One time, Caldour accompanied a pair of wizardesses of questionable moral fibre (and not in the cool way, either) to a distant village in the Dalelands. The road was cut by monsters, and Cal, being a bard, was unable to make the trip on his own. I do not recall anymore why we were going to that flea-speck of a hamlet, but it is not relevant. What is relevant is that in the end, they up and left and abandoned Caldour in the village.
While he eventually did make his way back from the backwoods before they taught him to play the banjo, by a mixture of sneaking and running for his sweet life, he was thoroughly annoyed. Within a few weeks, all inn noticeboards from Waterdeep to Dalelands were festooned with a fresh poem from an anonymous quill, which, while naming no names, had some quite recognisable characters, and a satirical note, embellishing their character flaws. I do not recall their reaction, though. I do still have a copy of the poem, though I refuse to post it here. Suffice to say that I was around fourteen at the time, and it contains the rhyme “incants – splats”.

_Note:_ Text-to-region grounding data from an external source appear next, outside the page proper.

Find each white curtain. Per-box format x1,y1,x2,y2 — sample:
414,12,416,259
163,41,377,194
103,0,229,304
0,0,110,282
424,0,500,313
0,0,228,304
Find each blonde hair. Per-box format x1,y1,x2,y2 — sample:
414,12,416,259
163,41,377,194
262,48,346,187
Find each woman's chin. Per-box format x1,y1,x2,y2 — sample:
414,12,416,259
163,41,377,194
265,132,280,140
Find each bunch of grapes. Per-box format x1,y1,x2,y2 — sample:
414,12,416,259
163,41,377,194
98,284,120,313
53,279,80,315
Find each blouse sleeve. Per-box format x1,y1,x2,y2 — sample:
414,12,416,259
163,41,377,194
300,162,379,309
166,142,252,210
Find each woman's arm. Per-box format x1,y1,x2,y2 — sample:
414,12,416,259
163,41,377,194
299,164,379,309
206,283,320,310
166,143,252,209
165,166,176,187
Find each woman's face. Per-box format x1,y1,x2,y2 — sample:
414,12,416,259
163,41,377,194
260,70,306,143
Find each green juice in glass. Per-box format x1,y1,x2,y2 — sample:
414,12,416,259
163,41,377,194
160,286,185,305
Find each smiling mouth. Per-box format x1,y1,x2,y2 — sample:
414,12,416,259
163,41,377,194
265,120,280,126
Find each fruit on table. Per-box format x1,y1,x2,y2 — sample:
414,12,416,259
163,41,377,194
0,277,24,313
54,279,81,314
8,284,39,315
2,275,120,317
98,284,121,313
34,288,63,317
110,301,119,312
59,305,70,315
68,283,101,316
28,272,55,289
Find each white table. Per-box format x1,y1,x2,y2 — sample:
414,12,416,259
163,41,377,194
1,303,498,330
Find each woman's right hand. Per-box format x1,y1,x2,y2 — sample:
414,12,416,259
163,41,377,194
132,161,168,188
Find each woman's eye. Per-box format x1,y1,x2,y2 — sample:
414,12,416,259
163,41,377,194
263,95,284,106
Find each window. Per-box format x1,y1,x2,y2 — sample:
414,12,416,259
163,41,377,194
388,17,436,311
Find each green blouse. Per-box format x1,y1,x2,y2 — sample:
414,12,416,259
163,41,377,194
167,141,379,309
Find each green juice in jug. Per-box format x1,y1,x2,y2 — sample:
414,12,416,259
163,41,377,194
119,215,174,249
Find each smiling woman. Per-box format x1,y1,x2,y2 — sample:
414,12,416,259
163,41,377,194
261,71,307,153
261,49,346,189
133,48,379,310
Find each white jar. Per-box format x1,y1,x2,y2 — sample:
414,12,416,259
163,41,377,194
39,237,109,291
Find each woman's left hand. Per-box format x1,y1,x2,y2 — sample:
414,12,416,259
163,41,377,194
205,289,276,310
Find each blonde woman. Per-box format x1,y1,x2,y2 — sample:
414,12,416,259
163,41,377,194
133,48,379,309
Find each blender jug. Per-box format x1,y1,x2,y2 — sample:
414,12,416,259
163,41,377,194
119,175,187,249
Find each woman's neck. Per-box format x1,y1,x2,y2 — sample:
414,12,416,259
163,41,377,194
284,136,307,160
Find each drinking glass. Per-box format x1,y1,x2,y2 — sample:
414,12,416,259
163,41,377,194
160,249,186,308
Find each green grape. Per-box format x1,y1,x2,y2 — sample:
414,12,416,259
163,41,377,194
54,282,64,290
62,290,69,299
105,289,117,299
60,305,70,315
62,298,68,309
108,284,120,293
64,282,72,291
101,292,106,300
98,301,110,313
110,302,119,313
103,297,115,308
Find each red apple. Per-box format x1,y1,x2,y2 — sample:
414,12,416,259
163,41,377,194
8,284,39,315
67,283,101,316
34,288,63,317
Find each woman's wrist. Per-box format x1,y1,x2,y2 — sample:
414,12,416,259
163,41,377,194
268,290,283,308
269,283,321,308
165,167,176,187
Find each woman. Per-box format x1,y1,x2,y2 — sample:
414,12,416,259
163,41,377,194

2. Varl Kadek: Varl was another scoundrelly sort of character, except that he was a pure fighter, wielding a falchion, and did in fact possess a functional moral compass. It did not always agree with the party’s paladin, Silas, but he thought not wearing a hair shirt was a sin, so what could he know?
Varl was one of my characters from a number of Scarred Lands campaigns I played online, with the enthusiastic fan Nightfall as the GM. Nightfall had quite a forum presence at the time, and eventually the SL line developers wrote him in as an NPC in the Shelzar: City of Sins sourcebook. Some others were the gnoll ranger Khamut, prophesied to unite his people, and the dwarven battle priest Benkk Axecleft.
Varl, though, was the first. In the campaign called The Irregulars of Hollowfaust, he, Sir Silas, an elven ranger called Ban, a bishounen necromancer and a cavalcade of one-hit wonder clerics who got killed by the dozen (a continuous theme in Nightfall’s campaigns) ventured into a desolated area within the city of Hollowfaust, where free-willed and malevolent undead roamed. The first cleric of the party to die was Ophelia, killed by a powerful undead sutak sorcerer. Sutaks were the Scarred Land donkey folk. Don’t ask.
The sorcerer initially forced us to retreat, but we rested, recouped, and came back with our second cleric, Hannah, who didn’t die until later. We tracked down the sutak and, after destroying his pet vilewight, Varl and Silas charged their adversary, with the warcry “Your ass is mine!”
Not satisfied with just killing the monster, Varl then dragged its body back to the city proper and sold it to the necromantic academy for a few thousand gold pieces.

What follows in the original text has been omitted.